A finales de los años cuarenta del pasado siglo cuando Belén debía bailar en teatros al aire libre, las mujeres se atropellaban para tocarla y averiguar si en verdad era un ser de este mundo o alguien proveniente de algún lugar extraño, misterioso y distante. Estremecidas, la tocaban sin saber que estaban enfrentándose al ballet, es decir, al ímpetu del grand jeté, a la perfección de la promenade y a la gloria del pas de deux. Tocaban el arte sin percatarse del tesoro que rozaban sus manos.
Se trataba de un país que apenas estaba dejando atrás el recuerdo de la indeseable, tosca y primitiva dictadura de Juan Vicente Gómez y comenzaba a prepararse para iniciarse en una edad democrática cuya existencia solo conocía de oídas porque la democracia jamás había pisado tierra venezolana. Gritábamos y nos veíamos uno a otros tratando de entender y aceptar que el país comenzaba a vivir una nueva vida distinta; y tal vez era eso lo que aquellas mujeres deseaban encontrar al tocar a las bailarinas de tutú y zapatillas de punta, maquilladas y vestidas como Mirtha la reina de las espectrales wIllis del segundo acto de Giselle.
Belén y yo éramos entonces adolescentes, dos flores de loto nacidas en el pantano de un país gomecista y primitivo que veían a Eleazar López Contreras y luego a Medina Angarita empeñarse ambos en trazar el camino de la renovación dejando atrás la oscuridad gomecista. Es cierto que el país respiró aliviado cuando un disparo en la Gobernación de Caracas derrumbó para siempre la crueldad de Eustoquio Gómez porque con esa manifestación de violencia dejaron de actuar los gomecistas y sus allegados que trataban de mantener sus privilegios y comenzaron a abandonar el país.
Sin embargo, sigo sosteniendo que uno de los mayores errores venezolanos ha sido el no haber enterrado suficientemente a Juan Vicente en Maracay porque desde entonces, salvo con López e Isaías, los militares no han dejado de incursionar en la política con perversa tenacidad sin salir de sus cuarteles y sin despojarse de sus uniformes. ¡Invariablemente, su único lenguaje recorre el violento camino de las armas mientras los caudillos civiles, al llegar al poder, tienden a apoyarse en ellas!

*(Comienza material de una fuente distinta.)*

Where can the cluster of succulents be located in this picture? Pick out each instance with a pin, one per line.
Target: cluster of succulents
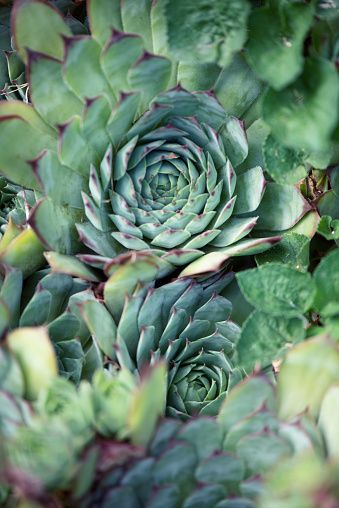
(146, 171)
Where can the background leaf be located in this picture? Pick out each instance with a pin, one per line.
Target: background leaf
(278, 289)
(207, 30)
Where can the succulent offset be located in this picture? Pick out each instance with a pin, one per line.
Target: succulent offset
(186, 323)
(217, 463)
(132, 165)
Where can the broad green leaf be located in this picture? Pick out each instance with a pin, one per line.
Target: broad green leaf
(278, 289)
(238, 87)
(19, 143)
(326, 277)
(64, 238)
(46, 81)
(328, 228)
(292, 250)
(103, 15)
(305, 113)
(136, 18)
(284, 164)
(303, 380)
(276, 40)
(265, 338)
(262, 451)
(214, 30)
(281, 207)
(38, 26)
(33, 349)
(246, 397)
(221, 468)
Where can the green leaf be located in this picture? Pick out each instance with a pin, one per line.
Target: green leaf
(326, 277)
(121, 52)
(37, 311)
(328, 228)
(265, 338)
(245, 398)
(33, 349)
(24, 252)
(83, 72)
(139, 77)
(60, 183)
(305, 113)
(329, 420)
(20, 142)
(262, 451)
(281, 207)
(237, 88)
(64, 238)
(136, 18)
(328, 204)
(148, 404)
(103, 15)
(276, 41)
(284, 164)
(70, 265)
(101, 324)
(40, 27)
(278, 289)
(46, 81)
(294, 250)
(214, 30)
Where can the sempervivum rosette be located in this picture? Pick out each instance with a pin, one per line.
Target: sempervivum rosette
(107, 148)
(173, 183)
(186, 323)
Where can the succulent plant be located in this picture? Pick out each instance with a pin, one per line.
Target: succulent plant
(216, 462)
(186, 323)
(86, 147)
(45, 450)
(36, 314)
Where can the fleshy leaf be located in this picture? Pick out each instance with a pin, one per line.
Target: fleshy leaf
(38, 26)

No hay duda que es otro aquel tiempo que manoseaba a las bailarinas para constatar si eran o no humanas, pero no parece ser muy distinto al que padecemos hoy bajo el presunto socialismo del siglo XXI, porque se han abierto las heridas que nos causó Juan Vicente a lo largo de los funestos atropellos de su rural autoritarismo. ¡Persisten las torturas y los desmanes! La diferencia se encuentra en que no son atolondradas mujeres las que anhelaban tocar o no a aquellas bailarinas que se iniciaban en un ballet que solo comenzaba a activarse treinta o mas después que Ana Pavlova estuvo en Venezuela en 1917. Es ahora todo un país el que se abraza a los valientes y decididos pasos de una mujer de acerado carácter, inteligente y políticamente centrada en alcanzar para el país que somos un sereno y beneficioso futuro.
Amable y cariñosamente Alberto Valero desde Varsovia y yo en Caracas la llamamos Mil novecientos porque las siglas de su nombre componen esa cifra en números romanos.
Lo que ocurre con Mil novecientos va mas allá de la Historia y se confunde con la Leyenda. Yo la comparé una vez con la valiente Antígona, pero lo que sucede con Mil novecientos es algo verdaderamente insólito que no creo que haya acontecido en la vida política de ningún país del mundo.
Cualquiera que sea el pueblo o la comunidad más apartada de la geografía venezolana en el este, en el llano o en la montaña surgen multitudes jubilosas que la aclaman sin que las obliguen o presionen los partidos políticos que han hecho mutis, es decir, se han borrado en silencio y el país, tradicionalmente, machista, sigue los pasos de una mujer que no solo está enseñándonos a ser sino que está aprendiendo a ser ella misma.
Lo que no termino de entender es cómo el régimen que nos agobia -los chavistas (¡si aun existen!) o los maduristas y seguidores- no sea capaz de valorar el rico esplendor de lo que ocurre y en lugar de boicotear de manera torpe y salvaje el heroico paso de Mil novecientos no lo acepte como la glorificación de lo imposible ni se rinda ante el prodigio de un país que desea alcanzarse a sí mismo y sentirse como yo atónito, entusiasta y perplejo al saber que el mundo tiene los ojos puestos sobre la geografía que nos vio nacer.
A lo largo de mi vida me he dedicado a creer en lo imposible y es por eso que hoy puedo decir en alta y muy clara voz que acompañaré hasta el final a Mil novecientos o a la persona que las circunstancias políticas coloquen en su lugar porque con ella hemos encontrado el camino hacia la libertad.